I found a lengthy article on java.sun.com which should prove to be more technical (and therefore more useful) but meanwhile I'm also beginning to find some other questions similar to my own.

Clemens Vasters writes in his blog:

" When you look at what’s being advertised as “serviced oriented architecture”, you see either the marketing-glorified repackaging of Ethernet, TCP/IP, and LDAP (“Enterprise Service Bus”), or architectural blueprints that looks strikingly similar to things that people have been doing for a long time with DCE, CORBA, J2EE, COM, or mainframe technologies. What’s different now is that it is easier, cheaper and likely more productive to create bridges between systems. "


A Bill Simser responds:

"Indeed at the lower levels of the architecture stack the base concepts of SO have been around as good practices for years. However, we as an industry haven't been applying these base concepts consistently or properly across solutions so it's somewhat academic. If calling them SOA means that people now pay attention to them and somehow feel better about using them, then that's reason enough for me to accept that SOA exists. "


And finally, visiting his blog, I read something that gels the concept a bit more clearly as he speculates on how SAP might have been implemented in a SOA world:

"But what if the architects for SAP had applied SOA from the get-go?

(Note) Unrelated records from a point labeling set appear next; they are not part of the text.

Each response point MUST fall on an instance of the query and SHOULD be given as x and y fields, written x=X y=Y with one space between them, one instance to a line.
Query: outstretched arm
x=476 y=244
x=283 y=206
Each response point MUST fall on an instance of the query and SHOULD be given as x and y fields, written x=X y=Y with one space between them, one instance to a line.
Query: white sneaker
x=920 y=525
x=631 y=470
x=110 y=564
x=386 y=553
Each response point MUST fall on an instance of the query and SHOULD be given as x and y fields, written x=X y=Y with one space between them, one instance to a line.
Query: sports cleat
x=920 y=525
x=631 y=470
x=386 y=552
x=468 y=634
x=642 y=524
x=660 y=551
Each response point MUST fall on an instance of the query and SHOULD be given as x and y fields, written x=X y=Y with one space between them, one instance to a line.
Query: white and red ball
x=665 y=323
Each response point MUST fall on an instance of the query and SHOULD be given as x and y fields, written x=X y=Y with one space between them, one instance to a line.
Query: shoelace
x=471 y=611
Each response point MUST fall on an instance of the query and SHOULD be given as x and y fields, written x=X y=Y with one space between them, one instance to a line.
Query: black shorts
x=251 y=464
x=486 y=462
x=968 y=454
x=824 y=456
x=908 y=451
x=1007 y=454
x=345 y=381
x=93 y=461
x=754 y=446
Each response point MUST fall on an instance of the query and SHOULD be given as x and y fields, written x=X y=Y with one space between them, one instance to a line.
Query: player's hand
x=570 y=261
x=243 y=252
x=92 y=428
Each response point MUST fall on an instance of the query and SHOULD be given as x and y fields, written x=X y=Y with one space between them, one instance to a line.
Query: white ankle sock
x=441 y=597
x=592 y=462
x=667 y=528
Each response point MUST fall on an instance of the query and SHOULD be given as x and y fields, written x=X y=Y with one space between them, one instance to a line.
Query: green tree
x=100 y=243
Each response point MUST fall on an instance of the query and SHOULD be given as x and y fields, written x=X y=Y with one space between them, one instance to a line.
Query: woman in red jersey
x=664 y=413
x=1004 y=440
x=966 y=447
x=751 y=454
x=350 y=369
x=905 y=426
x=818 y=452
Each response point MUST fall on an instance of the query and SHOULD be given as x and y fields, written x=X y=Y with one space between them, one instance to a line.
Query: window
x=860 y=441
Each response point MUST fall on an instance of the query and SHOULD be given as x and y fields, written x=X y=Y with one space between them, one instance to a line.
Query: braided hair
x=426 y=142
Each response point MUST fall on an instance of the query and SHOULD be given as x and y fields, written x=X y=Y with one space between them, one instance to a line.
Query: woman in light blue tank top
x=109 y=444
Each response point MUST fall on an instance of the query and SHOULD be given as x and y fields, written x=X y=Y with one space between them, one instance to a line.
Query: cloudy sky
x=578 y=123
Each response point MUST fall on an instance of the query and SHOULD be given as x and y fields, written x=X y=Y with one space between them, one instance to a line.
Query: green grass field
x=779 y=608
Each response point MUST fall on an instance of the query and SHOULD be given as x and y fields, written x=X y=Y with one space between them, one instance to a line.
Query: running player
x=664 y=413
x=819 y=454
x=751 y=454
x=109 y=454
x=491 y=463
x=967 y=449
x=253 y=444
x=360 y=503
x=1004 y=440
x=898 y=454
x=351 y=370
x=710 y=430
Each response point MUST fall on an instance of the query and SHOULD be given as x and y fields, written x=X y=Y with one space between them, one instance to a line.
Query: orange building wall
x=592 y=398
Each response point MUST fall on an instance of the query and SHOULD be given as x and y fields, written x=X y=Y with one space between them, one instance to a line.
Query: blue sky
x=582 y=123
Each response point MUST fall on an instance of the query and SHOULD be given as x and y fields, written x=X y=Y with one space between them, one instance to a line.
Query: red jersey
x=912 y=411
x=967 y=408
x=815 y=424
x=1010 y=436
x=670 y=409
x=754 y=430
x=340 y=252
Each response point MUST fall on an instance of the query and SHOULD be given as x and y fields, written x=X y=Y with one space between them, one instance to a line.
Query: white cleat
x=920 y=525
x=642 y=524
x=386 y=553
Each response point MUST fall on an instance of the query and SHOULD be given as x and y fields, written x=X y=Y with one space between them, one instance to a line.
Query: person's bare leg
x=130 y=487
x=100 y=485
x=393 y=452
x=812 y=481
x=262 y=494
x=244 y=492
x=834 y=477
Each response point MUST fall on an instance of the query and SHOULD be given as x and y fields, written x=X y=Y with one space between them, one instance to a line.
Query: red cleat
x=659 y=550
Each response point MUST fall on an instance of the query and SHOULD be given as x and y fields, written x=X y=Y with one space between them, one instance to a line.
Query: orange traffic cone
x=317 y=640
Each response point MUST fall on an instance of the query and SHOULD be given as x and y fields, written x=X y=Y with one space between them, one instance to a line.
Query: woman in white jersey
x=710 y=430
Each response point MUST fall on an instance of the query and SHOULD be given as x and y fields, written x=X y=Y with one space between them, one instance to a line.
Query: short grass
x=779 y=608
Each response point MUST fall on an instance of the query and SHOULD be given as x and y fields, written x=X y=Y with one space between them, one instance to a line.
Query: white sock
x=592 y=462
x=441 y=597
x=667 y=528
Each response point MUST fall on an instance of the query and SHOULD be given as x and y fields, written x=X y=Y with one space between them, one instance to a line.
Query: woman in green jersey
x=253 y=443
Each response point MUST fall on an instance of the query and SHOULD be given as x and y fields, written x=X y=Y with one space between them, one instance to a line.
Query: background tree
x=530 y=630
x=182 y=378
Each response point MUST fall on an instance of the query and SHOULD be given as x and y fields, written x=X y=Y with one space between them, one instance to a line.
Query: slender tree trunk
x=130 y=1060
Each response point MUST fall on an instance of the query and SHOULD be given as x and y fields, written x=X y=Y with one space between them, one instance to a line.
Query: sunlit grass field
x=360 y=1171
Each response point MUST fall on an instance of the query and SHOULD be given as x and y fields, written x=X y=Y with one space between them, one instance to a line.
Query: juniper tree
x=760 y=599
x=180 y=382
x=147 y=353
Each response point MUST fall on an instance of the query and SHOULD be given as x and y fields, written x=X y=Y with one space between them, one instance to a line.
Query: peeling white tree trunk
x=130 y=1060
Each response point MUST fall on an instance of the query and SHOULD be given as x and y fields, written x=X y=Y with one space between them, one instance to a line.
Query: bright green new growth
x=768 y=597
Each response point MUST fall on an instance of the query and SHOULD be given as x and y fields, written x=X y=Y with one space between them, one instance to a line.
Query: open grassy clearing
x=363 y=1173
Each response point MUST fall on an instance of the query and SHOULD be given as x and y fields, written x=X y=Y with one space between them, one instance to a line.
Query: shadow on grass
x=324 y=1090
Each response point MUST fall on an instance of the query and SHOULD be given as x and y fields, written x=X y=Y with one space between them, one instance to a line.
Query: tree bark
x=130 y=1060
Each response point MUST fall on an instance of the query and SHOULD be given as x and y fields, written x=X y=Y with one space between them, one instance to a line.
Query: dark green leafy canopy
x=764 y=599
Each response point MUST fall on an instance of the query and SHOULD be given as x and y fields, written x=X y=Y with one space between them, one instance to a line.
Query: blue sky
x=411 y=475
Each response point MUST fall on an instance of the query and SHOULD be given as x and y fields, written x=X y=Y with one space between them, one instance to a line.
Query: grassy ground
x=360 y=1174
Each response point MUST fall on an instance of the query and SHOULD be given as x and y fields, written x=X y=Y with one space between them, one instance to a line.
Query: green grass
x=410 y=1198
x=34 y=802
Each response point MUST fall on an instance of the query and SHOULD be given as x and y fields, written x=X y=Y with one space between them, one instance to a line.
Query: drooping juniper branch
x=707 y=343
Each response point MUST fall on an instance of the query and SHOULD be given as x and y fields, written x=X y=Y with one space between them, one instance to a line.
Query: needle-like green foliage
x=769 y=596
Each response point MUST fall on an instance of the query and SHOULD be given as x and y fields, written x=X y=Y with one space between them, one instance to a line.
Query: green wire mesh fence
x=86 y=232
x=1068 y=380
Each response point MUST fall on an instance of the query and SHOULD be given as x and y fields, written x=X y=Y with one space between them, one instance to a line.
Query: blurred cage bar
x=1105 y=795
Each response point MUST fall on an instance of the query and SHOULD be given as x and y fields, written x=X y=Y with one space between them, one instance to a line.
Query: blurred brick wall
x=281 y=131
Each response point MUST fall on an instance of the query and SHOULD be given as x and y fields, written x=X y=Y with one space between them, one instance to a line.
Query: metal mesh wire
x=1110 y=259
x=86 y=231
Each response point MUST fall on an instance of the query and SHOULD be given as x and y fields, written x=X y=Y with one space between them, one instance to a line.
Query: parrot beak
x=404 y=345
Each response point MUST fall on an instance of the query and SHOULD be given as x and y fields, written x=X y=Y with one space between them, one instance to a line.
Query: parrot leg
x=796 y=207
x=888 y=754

The actual architecture would have been defined as several aggregations of financial capabilities (like accounts, money movements, and so on) with appropriate service contracts. It would have also included a collection of capability that would be needed by the finance functions of a typical organization, again with appropriate service contracts. It would have have included some UI capabilities (Web Parts if they were really on the ball) that could consume these services (and indeed other services from different providers) and have the "appearance" of a traditional "application". However, as architects we would recognize that what the user thinks is the "application" is really just a thin facade to the orchestrations of functions they need. An important additional capability is to easily orchestrate other services that are not part of SAP (for example, a service with AMEX to get your credit card statements that can augment expense reports)."


Definitely food for thought, with my own response as follows:

Relating to your speculating about SAP, however, a few things come to mind. First, a different way of thinking when it comes to enterprise applications. You are right when you say that "traditional" thinking lies around task automation rather than loosely coupled "services" that are stitched together by consuming applications (or environments).

But how much of development revolves around loosely coupled services versus automation? Has the nature of the application changed to justify all the force behind service orientation? In one sense I can see it: the elegance of separate, contractual, modular partners, on the other I see architecture astronauts [http://www.joelonsoftware.com/articles/fog0000000018.html] building a massive framework that ultimately doesn't propel us.

All this talk of "contracts" and "services" and so on, and I contrast this with Amazon ECS - making requests for XML formatted data over HTTP: simple, elegant, and effecient.
The journey continues, but it's midnight and tomorrow's coming fast.